Amendment 1, also known as the No Right to Abortion in Constitution amendment, would add a sentence to the Louisiana Declaration of Rights that reads, “To protect human life, nothing in this constitution shall be construed to secure or protect a right to abortion or require the funding of abortion.”
Voters will be asked on the ballot, “Do you support an amendment declaring that, to protect human life, a right to abortion and the funding of abortion shall not be found in the Louisiana Constitution?”
As previously reported, the measure was authored by Democratic Rep. Katrina Jackson of Monroe and was approved by both houses of the state legislature. Democratic Gov. John Bel Edwards supports the amendment as well.
Jackson describes herself and the governor as “whole-life Democrats,” meaning that they view the term pro-life more broadly to include wages, health care, Medicaid, criminal justice reform, and other aspects of everyday life.
“In Louisiana, Democrats consider themselves whole-life Democrats, which means we say we fight for life from the womb to the tomb. So, we fight for everyone’s life,” Jackson told radio station WBUR in June.
“I do not believe that abortion is an answer to poverty. One of the most egregious arguments that I hear daily is that a woman should have a choice based on whether or not she can take care of the child,” she explained. “I believe that as African Americans, we should be fighting to make sure that we implement policies that give families livable wages …”
Jackson said in introducing the initiative last year that the measure will ensure that the state of Louisiana never becomes like New York, which codified Roe v. Wade into state law in January 2019.

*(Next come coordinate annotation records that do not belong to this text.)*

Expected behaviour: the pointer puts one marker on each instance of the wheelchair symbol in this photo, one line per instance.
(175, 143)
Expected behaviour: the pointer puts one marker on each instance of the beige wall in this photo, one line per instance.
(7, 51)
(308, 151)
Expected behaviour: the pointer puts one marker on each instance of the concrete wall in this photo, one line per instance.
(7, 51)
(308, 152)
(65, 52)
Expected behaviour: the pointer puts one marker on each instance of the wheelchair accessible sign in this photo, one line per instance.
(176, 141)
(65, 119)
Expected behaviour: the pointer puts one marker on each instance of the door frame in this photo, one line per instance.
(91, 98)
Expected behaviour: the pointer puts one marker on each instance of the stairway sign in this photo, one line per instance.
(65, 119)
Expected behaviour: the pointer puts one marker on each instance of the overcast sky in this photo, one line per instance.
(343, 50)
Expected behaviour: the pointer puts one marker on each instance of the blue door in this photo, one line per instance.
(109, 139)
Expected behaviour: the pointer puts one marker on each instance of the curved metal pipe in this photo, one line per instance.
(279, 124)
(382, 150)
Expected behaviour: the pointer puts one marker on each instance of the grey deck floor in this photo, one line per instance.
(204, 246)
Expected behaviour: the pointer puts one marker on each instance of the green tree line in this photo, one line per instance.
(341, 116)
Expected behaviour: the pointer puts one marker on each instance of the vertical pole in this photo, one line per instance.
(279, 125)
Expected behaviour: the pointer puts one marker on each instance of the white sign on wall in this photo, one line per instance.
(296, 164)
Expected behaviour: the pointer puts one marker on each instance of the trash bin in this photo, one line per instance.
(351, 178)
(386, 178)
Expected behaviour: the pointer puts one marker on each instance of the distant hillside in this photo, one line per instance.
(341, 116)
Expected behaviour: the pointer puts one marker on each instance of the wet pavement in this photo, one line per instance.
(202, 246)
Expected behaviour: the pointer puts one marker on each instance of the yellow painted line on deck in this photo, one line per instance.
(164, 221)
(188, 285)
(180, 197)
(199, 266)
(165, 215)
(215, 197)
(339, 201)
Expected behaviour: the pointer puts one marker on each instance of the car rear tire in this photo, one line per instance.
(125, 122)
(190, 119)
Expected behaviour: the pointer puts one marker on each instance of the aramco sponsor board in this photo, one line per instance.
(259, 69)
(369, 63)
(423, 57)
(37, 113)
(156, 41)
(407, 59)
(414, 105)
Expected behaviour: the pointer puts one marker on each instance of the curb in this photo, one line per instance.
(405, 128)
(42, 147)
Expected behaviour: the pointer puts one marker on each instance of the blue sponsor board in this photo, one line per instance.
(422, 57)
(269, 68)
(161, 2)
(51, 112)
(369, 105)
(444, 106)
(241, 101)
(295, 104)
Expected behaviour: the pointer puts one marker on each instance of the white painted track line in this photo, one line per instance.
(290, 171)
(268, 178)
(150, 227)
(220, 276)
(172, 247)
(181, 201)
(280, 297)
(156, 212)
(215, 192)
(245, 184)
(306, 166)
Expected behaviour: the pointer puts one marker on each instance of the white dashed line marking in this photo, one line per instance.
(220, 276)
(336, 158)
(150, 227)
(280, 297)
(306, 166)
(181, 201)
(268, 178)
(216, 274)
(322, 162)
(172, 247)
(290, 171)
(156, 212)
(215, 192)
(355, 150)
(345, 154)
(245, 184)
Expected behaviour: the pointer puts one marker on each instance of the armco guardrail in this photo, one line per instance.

“I tell people in my state when they ask me why you’re a black female Democrat fighting for life, I say, ‘Because I’m a Christian first,’” she also stated at the 2019 March for Life in Washington. “And then I tell them that Proverbs says God hates the shedding of innocent blood. There’s no blood more innocent than an unborn child who’s never sinned, who never knew sin.”
Louisiana Right to Life has backed the initiative, urging residents to vote yes, while Louisiana for Personal Freedoms has expressed its opposition to the amendment. The coalition includes Planned Parenthood, the ACLU of Louisiana, the New Orleans Abortion Fund, the Center for Reproductive Rights and Louisiana Trans Advocates.
“Our goal is to defeat Constitutional Amendment 1 so that Louisianans don’t lose bodily autonomy, endure forced pregnancies, or seek illegal abortion care that will be unregulated, possibly dangerous, and even deadly,” its website reads.
As previously reported, abortion was widely thought to be murder in early American history, especially by those who professed to be Christian.
In 1850, Pennsylvania’s Supreme Court became the first high court in the nation to declare that abortion must be prohibited at any stage of gestation for any reason.
While other state courts allowed preborn babies to be aborted up to four months of gestation by reason of a “quickening” theory, which stated that a person was not protected until the mother felt them kicking in the womb, the Pennsylvania Supreme Court would accept no such argument.
In Mills v. Commonwealth, the court declared that the theory “is not … the law in Pennsylvania, and ought never to have been the law anywhere.” The ruling became a strong precedent that other state courts began to review and follow.
By the 1900’s, due to the influence of the ruling, nearly every state in the nation prohibited abortion for any reason, with the exception of Arkansas, Mississippi and North Carolina.